Public health experts universally agree that this crisis was avoidable but in today’s interconnected world, health threats spread faster than ever.
A new virus can cross continents in hours. An outbreak in one country can escalate into a global crisis in days. This reality requires constant innovation to protect lives and prevent the next pandemic.
Measles is one of the most contagious human viruses, but it is almost entirely preventable through vaccination.
The measles vaccine has been proven safe in hundreds of studies involving millions of recipients and is estimated to have prevented 56 million deaths worldwide since 2000.

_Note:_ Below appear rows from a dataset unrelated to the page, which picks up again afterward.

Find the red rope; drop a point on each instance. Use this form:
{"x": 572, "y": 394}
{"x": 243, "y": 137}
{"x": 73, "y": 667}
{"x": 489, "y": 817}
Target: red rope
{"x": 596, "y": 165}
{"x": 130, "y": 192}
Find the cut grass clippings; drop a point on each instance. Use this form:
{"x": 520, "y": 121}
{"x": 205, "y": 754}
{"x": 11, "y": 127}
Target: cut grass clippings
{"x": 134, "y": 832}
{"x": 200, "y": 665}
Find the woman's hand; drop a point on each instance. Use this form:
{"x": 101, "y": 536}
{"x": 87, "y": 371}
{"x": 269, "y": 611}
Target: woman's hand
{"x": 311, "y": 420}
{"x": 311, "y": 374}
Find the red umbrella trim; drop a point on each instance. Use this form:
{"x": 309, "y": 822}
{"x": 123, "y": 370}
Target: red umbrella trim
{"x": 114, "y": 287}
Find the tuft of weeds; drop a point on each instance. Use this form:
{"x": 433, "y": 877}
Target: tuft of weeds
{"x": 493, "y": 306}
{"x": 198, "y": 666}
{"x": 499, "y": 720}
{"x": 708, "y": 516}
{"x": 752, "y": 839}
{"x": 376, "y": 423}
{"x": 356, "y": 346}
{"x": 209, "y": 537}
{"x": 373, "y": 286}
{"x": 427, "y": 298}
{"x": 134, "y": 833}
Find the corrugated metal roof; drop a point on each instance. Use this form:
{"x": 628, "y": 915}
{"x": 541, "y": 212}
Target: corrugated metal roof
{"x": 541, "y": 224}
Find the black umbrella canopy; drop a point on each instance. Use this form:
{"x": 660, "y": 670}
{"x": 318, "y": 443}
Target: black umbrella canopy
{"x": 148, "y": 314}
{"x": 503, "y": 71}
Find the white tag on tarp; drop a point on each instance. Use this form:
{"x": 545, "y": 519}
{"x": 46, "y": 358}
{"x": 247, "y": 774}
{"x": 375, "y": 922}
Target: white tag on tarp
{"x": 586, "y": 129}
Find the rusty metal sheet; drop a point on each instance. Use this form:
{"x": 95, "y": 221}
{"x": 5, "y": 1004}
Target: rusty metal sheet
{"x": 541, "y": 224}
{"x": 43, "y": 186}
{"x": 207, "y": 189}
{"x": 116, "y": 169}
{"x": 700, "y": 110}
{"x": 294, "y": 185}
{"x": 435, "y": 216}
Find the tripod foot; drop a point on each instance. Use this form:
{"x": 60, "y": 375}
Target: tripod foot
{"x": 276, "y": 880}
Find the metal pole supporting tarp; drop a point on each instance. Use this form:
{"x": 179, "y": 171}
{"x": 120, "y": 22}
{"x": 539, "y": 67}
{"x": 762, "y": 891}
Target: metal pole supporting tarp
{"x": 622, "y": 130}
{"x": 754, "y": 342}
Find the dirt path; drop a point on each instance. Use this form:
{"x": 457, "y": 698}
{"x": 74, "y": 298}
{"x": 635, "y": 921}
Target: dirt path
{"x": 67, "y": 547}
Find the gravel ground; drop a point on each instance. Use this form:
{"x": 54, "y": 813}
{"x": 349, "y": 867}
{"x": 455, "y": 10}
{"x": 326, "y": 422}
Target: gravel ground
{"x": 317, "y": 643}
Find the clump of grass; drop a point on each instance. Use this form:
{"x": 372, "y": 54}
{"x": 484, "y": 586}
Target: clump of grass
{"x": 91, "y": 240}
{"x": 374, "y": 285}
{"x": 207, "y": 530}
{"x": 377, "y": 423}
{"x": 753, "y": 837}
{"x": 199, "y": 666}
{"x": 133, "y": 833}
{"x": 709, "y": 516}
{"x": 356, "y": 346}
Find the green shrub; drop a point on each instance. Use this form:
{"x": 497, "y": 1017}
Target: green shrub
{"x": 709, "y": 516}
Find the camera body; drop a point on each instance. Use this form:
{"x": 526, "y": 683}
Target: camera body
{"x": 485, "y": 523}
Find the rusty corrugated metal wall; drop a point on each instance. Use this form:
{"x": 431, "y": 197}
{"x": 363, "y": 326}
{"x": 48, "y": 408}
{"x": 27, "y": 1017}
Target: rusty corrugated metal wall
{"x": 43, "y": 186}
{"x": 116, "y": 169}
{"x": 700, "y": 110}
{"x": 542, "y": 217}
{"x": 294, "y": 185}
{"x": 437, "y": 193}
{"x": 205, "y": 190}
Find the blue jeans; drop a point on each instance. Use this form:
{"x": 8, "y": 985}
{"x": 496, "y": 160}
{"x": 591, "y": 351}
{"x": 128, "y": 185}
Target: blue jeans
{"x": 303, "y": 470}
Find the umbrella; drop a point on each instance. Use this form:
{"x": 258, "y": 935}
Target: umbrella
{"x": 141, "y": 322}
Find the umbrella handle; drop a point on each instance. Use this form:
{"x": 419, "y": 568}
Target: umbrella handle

Coverage of 95% or greater of 2 doses of measles-containing vaccine is needed to create herd immunity in order to protect communities and achieve and maintain measles elimination.
Republican leaders continue undermining vaccination efforts by blocking school immunization requirements in red states, spreading conspiracy theories about “government overreach,” and courting the anti-vaccine vote despite overwhelming scientific consensus.
As former CDC Director Dr. Tom Frieden stated, “Politics has no place in public health.
When leaders choose conspiracy theories over children’s wellbeing, Americans pay the price in preventable suffering and death.”
The measles resurgence stands as a stark warning of what happens when evidence-based medicine is sacrificed for political gain. Unless we restore respect for science and rebuild our public health infrastructure, more preventable disease outbreaks will follow.